Add grass clippings, dried leaves, hay, and even paper to the next layer. This is the bed layer that goes just over the drain layer. It doesn’t need to be thick but it is a good insulator for the soil and drain layer.

Step 7: Add Soil

Now comes the thickest layer that should be at least 8-inches thick. This is where you add healthy soil to the mix. It is the top layer and will be when and where you plant your garden. It’s a good idea to add the mulch layer afterward. 

Step 8: Get To Work

Now it’s time to add your compost to the compost cage, plant your plants, and water the compost. Your plants should start growing soon and you can feel accomplished knowing you’re doing something good!

Utilizing Compost Correctly For A Keyhole Garden

Casey Boyter Gardens
Image from here.

Composting is a method of fertilizing plants in the greenest way possible. You can use dried leaves, cut grass, and garbage to create compost that will feed your plants a balanced and healthy diet in your keyhole garden.

But there are a few things that you need to know if you are a beginner in the compost niche. This is all about installing your compost cage correctly and keeping your garden healthy. Replace the cage every three to four years. 

Center The Cage

The compost cage needs to be placed at the center so that it will continuously decompose and feed the entire garden. You can use chicken wire for the cage for a cheap and easy way to build it. Chicken wire can be bought at farm supply stores. 

Install A Good Drain

The reason that keyhole gardens are built up so high is that they need to drain properly.
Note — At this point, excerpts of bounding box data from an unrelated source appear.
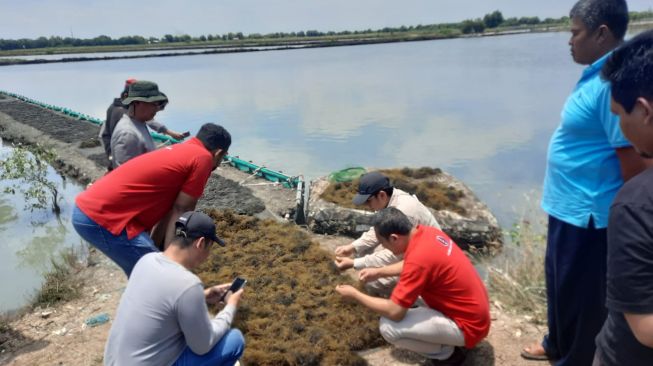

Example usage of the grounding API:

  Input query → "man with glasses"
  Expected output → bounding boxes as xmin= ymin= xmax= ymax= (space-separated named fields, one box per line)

xmin=335 ymin=172 xmax=440 ymax=297
xmin=99 ymin=79 xmax=184 ymax=171
xmin=110 ymin=81 xmax=183 ymax=169
xmin=104 ymin=211 xmax=245 ymax=365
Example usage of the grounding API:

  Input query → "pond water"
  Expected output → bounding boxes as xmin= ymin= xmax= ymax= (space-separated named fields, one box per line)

xmin=0 ymin=140 xmax=86 ymax=314
xmin=0 ymin=33 xmax=612 ymax=226
xmin=0 ymin=45 xmax=302 ymax=60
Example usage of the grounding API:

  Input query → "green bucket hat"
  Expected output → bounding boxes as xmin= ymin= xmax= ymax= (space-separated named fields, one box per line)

xmin=122 ymin=80 xmax=168 ymax=105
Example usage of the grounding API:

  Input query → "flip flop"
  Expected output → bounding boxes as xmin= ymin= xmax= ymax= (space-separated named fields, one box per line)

xmin=521 ymin=346 xmax=550 ymax=361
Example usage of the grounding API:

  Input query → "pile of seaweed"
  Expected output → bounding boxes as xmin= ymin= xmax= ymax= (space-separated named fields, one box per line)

xmin=320 ymin=167 xmax=466 ymax=215
xmin=198 ymin=210 xmax=384 ymax=365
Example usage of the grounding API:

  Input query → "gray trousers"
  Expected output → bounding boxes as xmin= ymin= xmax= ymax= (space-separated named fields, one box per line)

xmin=379 ymin=306 xmax=465 ymax=360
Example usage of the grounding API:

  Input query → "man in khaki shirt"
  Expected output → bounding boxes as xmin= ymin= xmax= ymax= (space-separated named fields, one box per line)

xmin=335 ymin=172 xmax=440 ymax=297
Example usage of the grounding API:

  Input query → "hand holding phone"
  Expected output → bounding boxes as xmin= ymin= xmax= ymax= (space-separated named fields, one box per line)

xmin=220 ymin=277 xmax=247 ymax=301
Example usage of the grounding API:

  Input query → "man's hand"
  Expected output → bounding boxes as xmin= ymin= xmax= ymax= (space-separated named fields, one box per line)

xmin=333 ymin=257 xmax=354 ymax=271
xmin=225 ymin=288 xmax=245 ymax=307
xmin=336 ymin=285 xmax=360 ymax=300
xmin=335 ymin=244 xmax=354 ymax=257
xmin=358 ymin=268 xmax=383 ymax=282
xmin=204 ymin=283 xmax=231 ymax=305
xmin=166 ymin=130 xmax=185 ymax=141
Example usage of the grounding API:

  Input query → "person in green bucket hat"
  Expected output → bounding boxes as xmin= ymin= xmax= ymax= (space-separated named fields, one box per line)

xmin=111 ymin=80 xmax=168 ymax=169
xmin=99 ymin=78 xmax=187 ymax=171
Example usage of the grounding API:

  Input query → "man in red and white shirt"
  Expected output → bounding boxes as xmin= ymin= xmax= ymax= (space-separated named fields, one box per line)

xmin=336 ymin=207 xmax=490 ymax=365
xmin=72 ymin=123 xmax=231 ymax=277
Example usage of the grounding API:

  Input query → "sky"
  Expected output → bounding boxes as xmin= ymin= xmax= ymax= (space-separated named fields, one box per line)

xmin=0 ymin=0 xmax=653 ymax=39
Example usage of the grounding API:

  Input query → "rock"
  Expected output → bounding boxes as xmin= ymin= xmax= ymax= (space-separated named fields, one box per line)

xmin=308 ymin=172 xmax=502 ymax=253
xmin=84 ymin=313 xmax=111 ymax=327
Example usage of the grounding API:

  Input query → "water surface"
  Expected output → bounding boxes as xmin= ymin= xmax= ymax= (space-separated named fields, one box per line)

xmin=0 ymin=33 xmax=582 ymax=225
xmin=0 ymin=140 xmax=85 ymax=314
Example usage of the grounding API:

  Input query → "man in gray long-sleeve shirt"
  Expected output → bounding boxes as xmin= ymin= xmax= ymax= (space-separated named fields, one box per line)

xmin=104 ymin=211 xmax=245 ymax=366
xmin=335 ymin=172 xmax=440 ymax=297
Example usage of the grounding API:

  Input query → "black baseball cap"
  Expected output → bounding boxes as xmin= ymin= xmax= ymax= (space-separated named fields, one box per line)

xmin=175 ymin=211 xmax=224 ymax=246
xmin=352 ymin=172 xmax=392 ymax=205
xmin=197 ymin=123 xmax=231 ymax=151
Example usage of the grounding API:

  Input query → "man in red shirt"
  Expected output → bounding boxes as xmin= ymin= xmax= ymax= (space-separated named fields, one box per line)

xmin=336 ymin=207 xmax=490 ymax=365
xmin=72 ymin=123 xmax=231 ymax=277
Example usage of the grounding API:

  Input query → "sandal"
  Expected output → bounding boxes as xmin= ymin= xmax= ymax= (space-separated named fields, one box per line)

xmin=521 ymin=343 xmax=550 ymax=361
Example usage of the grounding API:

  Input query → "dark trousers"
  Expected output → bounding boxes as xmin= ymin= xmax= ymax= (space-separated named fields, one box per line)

xmin=542 ymin=216 xmax=608 ymax=366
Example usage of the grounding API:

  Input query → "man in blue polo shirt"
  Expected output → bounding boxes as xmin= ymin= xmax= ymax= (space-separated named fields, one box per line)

xmin=522 ymin=0 xmax=645 ymax=366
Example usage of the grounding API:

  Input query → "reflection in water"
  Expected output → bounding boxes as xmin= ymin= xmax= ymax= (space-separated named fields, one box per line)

xmin=0 ymin=145 xmax=81 ymax=313
xmin=16 ymin=219 xmax=68 ymax=273
xmin=0 ymin=197 xmax=18 ymax=233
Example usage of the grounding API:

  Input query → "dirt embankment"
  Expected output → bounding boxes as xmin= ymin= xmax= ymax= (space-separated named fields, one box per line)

xmin=0 ymin=98 xmax=543 ymax=366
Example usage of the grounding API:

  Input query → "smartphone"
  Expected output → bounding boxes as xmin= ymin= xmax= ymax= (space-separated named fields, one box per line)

xmin=220 ymin=277 xmax=247 ymax=301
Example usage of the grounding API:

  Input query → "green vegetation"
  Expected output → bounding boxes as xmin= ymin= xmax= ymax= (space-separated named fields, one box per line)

xmin=321 ymin=167 xmax=465 ymax=215
xmin=486 ymin=220 xmax=546 ymax=324
xmin=198 ymin=211 xmax=385 ymax=365
xmin=32 ymin=251 xmax=81 ymax=307
xmin=0 ymin=10 xmax=653 ymax=56
xmin=0 ymin=144 xmax=61 ymax=216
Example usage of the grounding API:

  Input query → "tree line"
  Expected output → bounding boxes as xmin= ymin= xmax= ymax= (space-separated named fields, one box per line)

xmin=0 ymin=10 xmax=653 ymax=51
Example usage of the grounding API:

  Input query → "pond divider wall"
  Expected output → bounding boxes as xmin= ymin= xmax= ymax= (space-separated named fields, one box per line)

xmin=0 ymin=90 xmax=308 ymax=224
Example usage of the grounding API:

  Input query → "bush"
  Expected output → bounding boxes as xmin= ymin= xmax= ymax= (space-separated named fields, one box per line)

xmin=487 ymin=220 xmax=547 ymax=324
xmin=32 ymin=250 xmax=81 ymax=307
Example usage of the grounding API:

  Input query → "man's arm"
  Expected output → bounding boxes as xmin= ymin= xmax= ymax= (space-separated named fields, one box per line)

xmin=616 ymin=147 xmax=653 ymax=182
xmin=177 ymin=284 xmax=237 ymax=355
xmin=336 ymin=285 xmax=408 ymax=322
xmin=624 ymin=313 xmax=653 ymax=348
xmin=150 ymin=192 xmax=197 ymax=249
xmin=351 ymin=227 xmax=379 ymax=253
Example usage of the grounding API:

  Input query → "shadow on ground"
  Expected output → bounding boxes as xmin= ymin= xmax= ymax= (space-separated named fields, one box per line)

xmin=390 ymin=341 xmax=495 ymax=366
xmin=0 ymin=327 xmax=50 ymax=365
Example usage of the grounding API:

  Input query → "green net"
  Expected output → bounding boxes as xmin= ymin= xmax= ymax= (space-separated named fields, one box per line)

xmin=329 ymin=166 xmax=367 ymax=183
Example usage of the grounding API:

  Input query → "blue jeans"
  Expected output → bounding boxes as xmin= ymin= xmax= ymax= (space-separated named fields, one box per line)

xmin=172 ymin=328 xmax=245 ymax=366
xmin=72 ymin=205 xmax=158 ymax=277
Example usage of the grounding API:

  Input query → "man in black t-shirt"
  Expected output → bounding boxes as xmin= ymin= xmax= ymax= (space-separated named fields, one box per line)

xmin=594 ymin=30 xmax=653 ymax=366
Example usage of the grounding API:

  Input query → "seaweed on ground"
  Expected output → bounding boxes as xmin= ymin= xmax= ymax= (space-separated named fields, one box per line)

xmin=321 ymin=167 xmax=466 ymax=215
xmin=198 ymin=210 xmax=384 ymax=365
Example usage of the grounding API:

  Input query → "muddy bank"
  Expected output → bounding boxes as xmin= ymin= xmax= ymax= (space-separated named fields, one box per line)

xmin=0 ymin=93 xmax=542 ymax=366
xmin=0 ymin=96 xmax=295 ymax=218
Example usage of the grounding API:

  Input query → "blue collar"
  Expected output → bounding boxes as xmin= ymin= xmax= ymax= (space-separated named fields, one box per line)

xmin=581 ymin=51 xmax=612 ymax=80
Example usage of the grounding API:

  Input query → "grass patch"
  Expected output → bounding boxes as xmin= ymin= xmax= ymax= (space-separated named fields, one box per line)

xmin=487 ymin=220 xmax=547 ymax=324
xmin=198 ymin=210 xmax=385 ymax=365
xmin=32 ymin=250 xmax=81 ymax=307
xmin=321 ymin=167 xmax=466 ymax=215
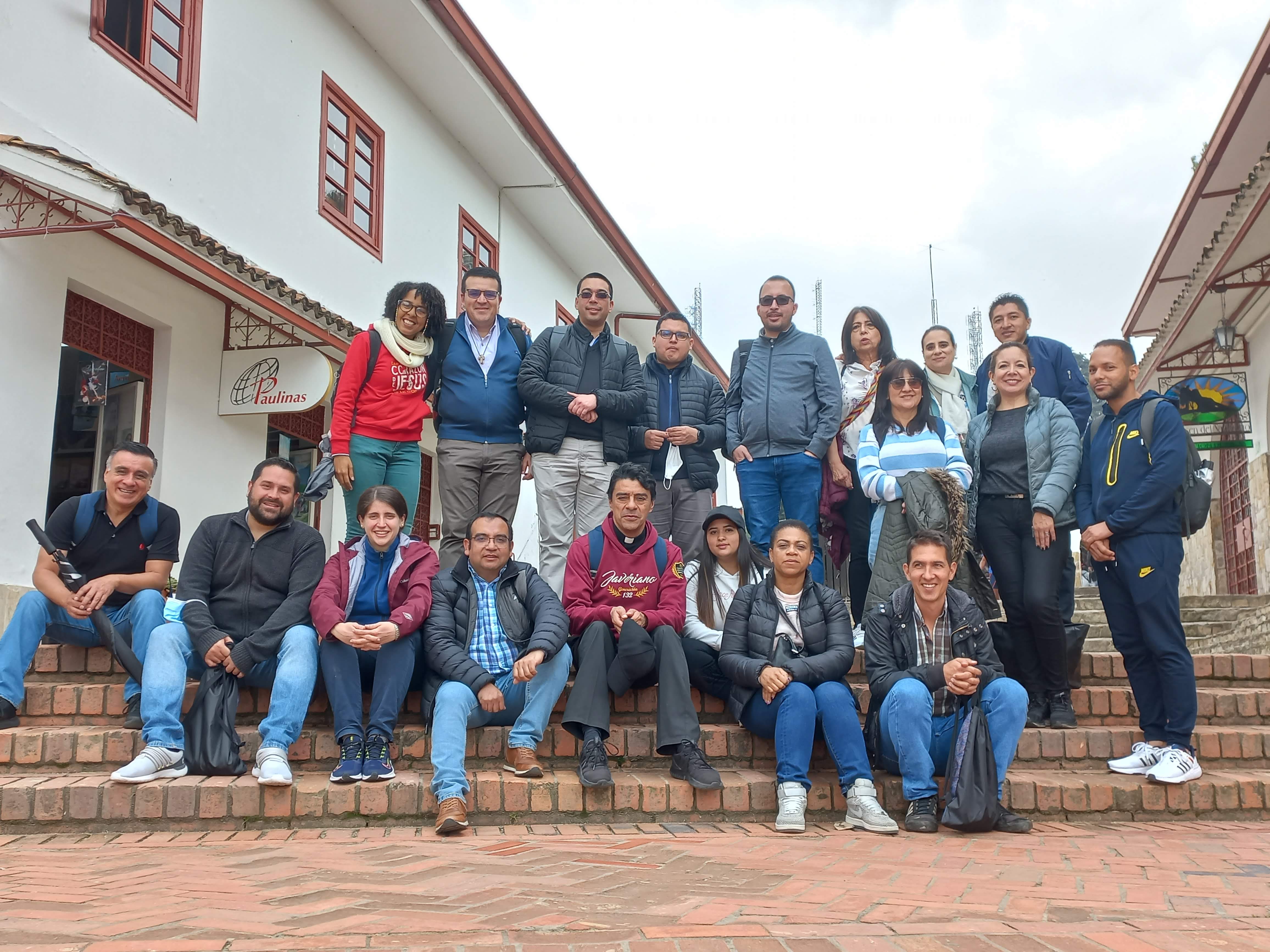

But even more than that, the compost needs water in order to decompose. So if you don’t let it drain, the water won’t do its job properly. 

Stake The Cage

This is optional but it can help with proper dispersal and keep it from collapsing when you add compost. You can stake it down into the soil and even place bars around it to keep it from tipping over.

Use Good Soil

Before long, you won’t need any soil at all as the compost will break down. But to begin with, you will need to buy a few bags of the best soil you can find. This will help your plants get a good start in the keyhole garden. 

Raise The Cage

It’s important that the cage is a couple of inches above the rest of the soil. This will ensure that the water runs down and around the entire garden. If it is level or lower than the rest of the area, it may not disperse the water and compost.

Don’t Forget Mulch

Dries leaves are a type of compost that you need to add to the top layer after you plant your plants. This will prevent the water in the soil from evaporating, which will help the compost decompose and activate. 

Keyhole Garden Framing

Stainless steel keyhole garden
Image from Blue Sky Agriscaping

There are only a few different types of retaining walls you can use for a keyhole garden. Although other options like concrete can work, it’s better not to use anything too permanent as you will want to replace it every few years. 

Stone Keyhole Garden

Stone is a good choice that looks amazing. You can build a stone retaining wall out of any medium-sized stone. Use a good adhesive that can be anything from clay to mortar. Just make sure it can be moved if need be. 

Brick Keyhole Garden

Brick is very similar to stone in the way that it is built. You can use brick for your retaining wall for your keyhole garden. It has a more modern look but it is cheaper and at times easier than using stone.

Wood Keyhole Garden

Wood is the most popular choice because it is easy to install. You can even buy keyhole garden kits or garden beds made from wood that are relatively inexpensive. It is also highly customizable, giving you a lot of options to work with.

Railroad Tie Keyhole Garden

This unique option isn’t a new one. In fact, it’s quite old. Back in the day, railroad ties were used because they were available. Now they are used because they are rare. Learn to build a railroad tie retaining wall to impress today. 

Choosing A Keyhole Garden

Since there are many other types of gardens out there, it can be difficult to decide if a keyhole garden is right for you. However, this is one of those cases where it doesn’t hurt to try it out, you can only learn from it.

So go ahead and build a keyhole garden if it is speaking to you. It’s always a good idea to do all of your research before deciding but if after a while, you still want to go with a keyhole garden, then give it a go!